Les élus du Père sont ceux qui savent célébrer chaque jour en leur cœur la Noël, ce sont ceux qui, ici-bas même — c'est-à-dire dans le triste et bas état de conscience du monde des apparences — savent entretenir en leur cœur et répéter le chant vibrant : Noël, Noël, voici le Rédempteur ! Ils naissent chaque jour d'eau et d'esprit par leur propre volonté, par leurs propres efforts pour se corriger joyeusement des erreurs de l'entendement mortel ; avec allégresse, ils arrachent de leurs yeux les écailles du mensonge qui cherche à leur faire croire qu'ils sont humains, mortels et imparfaits. Et c'est ainsi qu'ils deviennent les Élus.

Voila, mes amis, ce que c'est que célébrer la Noël ; non plus en bas, par des ripailles et des cris, mais en haut, en silence, sur les sommets bénis de notre conscience. La Noël se célèbre dans notre cœur chaque fois que nous nous élevons au-dessus d'un préjugé faux, d'une rancune, d'un ressentiment, d'une critique destructrice, chaque fois que nous disons avec autorité : « JE Suis en mon Père et le Père est en moi à tout sentiment de crainte, de doute, de limitation. Alors le Christ nait en nous, alors c'est vraiment Noël.

Que se passera-t-il lorsqu'à l'instar de Marie nous regarderons toutes ces choses en notre cœur pour les méditer ? Ne voyez-vous pas que ce sera pour nous la deuxième venue, la nouvelle naissance hors des limitations affreuses de la condition humaine ? Ne voyez-vous pas que c'est ainsi que nous nous retrouverons Fils de la Lumière ? « Si vous ne changez et ne devenez comme les petits enfants », vous n'entrerez pas dans cette conscience de votre royauté. « Celui qui se rendra humble comme ce petit enfant sera le plus grand dans le royaume, (la conscience) des cieux.

Hélas ! Non seulement nous ne savons pas, nous dédaignons de ressembler aux enfants, mais nous commettons le crime de les séparer de la Conscience de leur divinité ! Dés leur arrivée prés de nous dans leur habit de chair, par nos dissensions, nos querelles, nos hypocrisies abominables, nos mensonges et nos tromperies, nous leur offrons le plus lamentable exemple. Mais, surtout, nous leur inculquons, alors qu'ils ne peuvent s'en défendre, nos superstitions, nos doutes, nos craintes. Tout se passe, pour nos enfants et nos jeunes gens, comme si Jésus de Nazareth n'était pas venu nous apprendre, avec quelle divine clarté, la Vie. Nous hypnotisons à notre tour nos enfants, nous les poussons dans l'erreur au lieu de faire d'eux, de leur simplicité, de leur candeur, de leur humilité, de leur douceur, nos modèles. Nous les exilons de la Conscience de leur Moi éternellement divin et parfait, au lieu de leur permettre de nous rapatrier dans cette Lumière « qui éclaire tout homme venant au monde *. Nous nous excluons tous de notre propre royauté.

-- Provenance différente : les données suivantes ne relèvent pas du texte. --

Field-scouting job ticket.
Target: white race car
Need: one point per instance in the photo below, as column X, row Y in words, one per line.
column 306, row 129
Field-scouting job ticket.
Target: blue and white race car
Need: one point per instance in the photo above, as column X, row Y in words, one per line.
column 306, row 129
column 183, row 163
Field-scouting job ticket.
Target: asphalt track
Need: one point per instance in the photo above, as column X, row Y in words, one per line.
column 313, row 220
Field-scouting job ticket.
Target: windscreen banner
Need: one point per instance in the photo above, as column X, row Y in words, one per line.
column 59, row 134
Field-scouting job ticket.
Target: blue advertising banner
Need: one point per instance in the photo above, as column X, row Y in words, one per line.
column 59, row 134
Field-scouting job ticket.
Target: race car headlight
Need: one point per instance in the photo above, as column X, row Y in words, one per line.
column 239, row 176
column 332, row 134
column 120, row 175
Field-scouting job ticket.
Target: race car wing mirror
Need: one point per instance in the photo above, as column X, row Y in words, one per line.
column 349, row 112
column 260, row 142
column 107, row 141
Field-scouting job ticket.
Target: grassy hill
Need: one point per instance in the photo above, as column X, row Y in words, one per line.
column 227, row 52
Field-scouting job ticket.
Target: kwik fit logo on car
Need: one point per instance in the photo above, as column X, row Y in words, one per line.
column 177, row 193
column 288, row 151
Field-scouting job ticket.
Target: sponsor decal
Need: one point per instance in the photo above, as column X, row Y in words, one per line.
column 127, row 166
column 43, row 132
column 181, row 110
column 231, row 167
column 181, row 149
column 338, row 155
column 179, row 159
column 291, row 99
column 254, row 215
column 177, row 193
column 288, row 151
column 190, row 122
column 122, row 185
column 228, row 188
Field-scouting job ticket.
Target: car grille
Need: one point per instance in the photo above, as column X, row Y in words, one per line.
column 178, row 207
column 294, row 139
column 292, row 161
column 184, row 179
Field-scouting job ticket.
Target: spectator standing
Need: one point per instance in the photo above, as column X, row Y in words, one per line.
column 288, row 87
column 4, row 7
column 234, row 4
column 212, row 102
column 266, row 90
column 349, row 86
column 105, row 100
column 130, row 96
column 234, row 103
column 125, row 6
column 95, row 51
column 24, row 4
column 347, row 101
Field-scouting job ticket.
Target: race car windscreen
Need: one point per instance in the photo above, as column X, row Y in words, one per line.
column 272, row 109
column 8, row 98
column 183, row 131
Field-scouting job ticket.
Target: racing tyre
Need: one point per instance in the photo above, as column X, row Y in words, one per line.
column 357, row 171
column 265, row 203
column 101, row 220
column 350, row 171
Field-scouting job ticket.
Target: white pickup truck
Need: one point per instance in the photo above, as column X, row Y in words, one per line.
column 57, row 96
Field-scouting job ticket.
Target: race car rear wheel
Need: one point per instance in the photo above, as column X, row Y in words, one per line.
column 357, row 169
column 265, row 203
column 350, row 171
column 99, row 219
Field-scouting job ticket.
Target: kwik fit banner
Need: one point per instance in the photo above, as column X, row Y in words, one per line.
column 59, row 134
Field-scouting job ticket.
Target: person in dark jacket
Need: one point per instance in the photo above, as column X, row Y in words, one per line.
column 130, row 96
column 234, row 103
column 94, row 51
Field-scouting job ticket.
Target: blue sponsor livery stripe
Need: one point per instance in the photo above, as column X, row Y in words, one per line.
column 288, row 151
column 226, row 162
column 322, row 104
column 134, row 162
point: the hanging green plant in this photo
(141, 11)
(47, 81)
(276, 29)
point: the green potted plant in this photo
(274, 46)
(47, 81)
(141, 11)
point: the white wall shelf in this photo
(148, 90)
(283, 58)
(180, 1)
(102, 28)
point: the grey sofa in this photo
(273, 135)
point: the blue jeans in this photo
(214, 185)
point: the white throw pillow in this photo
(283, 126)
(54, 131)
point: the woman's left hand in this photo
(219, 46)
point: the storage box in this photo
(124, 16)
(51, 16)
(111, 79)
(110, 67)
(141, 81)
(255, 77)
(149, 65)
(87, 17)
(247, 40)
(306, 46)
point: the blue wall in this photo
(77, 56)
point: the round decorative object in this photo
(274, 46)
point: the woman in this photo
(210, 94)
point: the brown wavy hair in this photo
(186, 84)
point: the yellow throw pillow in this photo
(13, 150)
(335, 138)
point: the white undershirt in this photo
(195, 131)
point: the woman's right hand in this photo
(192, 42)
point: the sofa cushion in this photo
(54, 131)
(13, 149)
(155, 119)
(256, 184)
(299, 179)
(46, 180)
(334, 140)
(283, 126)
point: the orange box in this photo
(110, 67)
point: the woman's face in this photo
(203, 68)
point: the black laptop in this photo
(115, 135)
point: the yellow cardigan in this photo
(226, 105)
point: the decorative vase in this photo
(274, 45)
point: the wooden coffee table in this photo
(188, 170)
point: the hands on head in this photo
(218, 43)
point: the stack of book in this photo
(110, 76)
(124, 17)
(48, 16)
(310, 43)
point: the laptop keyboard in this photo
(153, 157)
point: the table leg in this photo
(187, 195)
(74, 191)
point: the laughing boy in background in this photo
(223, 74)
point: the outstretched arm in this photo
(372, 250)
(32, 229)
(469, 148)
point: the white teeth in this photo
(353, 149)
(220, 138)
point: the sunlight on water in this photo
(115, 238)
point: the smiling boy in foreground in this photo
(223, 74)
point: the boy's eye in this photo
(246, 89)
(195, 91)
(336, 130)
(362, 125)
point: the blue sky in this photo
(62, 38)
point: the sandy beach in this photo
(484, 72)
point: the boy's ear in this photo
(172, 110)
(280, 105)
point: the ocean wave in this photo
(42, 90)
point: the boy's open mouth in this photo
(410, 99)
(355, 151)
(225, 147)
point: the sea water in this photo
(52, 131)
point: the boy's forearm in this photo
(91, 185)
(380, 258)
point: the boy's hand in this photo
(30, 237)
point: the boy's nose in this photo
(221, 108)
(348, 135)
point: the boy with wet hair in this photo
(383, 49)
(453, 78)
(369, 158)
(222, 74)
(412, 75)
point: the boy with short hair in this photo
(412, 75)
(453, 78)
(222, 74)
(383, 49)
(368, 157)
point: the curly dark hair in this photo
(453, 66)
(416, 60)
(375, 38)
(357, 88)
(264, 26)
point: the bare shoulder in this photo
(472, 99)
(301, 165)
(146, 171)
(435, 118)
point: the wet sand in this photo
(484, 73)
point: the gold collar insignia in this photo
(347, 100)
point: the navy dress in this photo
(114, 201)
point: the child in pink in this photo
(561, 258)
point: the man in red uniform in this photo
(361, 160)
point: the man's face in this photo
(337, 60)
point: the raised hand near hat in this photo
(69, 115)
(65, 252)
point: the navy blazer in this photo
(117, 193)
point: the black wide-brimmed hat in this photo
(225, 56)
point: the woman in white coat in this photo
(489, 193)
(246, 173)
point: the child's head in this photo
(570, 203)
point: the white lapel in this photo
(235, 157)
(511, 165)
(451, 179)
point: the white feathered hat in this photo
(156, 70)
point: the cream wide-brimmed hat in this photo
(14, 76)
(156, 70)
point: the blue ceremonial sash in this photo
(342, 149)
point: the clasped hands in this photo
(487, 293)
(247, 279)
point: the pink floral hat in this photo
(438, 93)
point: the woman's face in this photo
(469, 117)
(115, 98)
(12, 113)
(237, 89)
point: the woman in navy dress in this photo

Soyez transformés », dit l'apôtre, « par le renouvellement de votre esprit ».

En ce temps de Noël, de puissants courants enveloppent et parcourent la terre. Cela tient à ce que dans les sphères sublimes on célèbre le Rédempteur Jésus, et aussi parce qu'a cette époque, à cause de cela, sans doute, les hommes élèvent un peu leur regard. Nous pouvons les aider puissamment à les moins rabaisser. Par notre propre vigilance sur nous-mêmes, par notre ferveur envers le Principe de tout Bien, notre Source, et aussi en faisant tous nos efforts — sans brusquer, sans offenser personne, par la prière d'abord, par la parole ensuite — pour que soit respecté dans l'enfant, le Christ, pour qu'il en garde toujours la Conscience.

Prenons-en ensemble, ce soir, la résolution. Voyons en chaque enfant Celui de la crèche devant laquelle notre âme doit vivre prosternée dans la Conscience éblouie de sa divinité.

Mary Sterling

Comme tous les ans, nous nous trouverons, unis en Esprit et en Vérité, pendant la Nuit de Noël, pour nous fondre ensemble dans un chant intérieur d'allégresse et de reconnaissance.

Chers Amis

Je vous souhaite un Noël et une Année de Lumière, et je vous donne rendez-vous la Nuit de Noël afin qu'ensemble nous rendions grâce au Maitre qui est venu nous enseigner l'Amour et lui demandions de nous aider à le mieux suivre afin que la Paix "qui surpasse toute intelligence" s'établisse enfin sur toute la terre.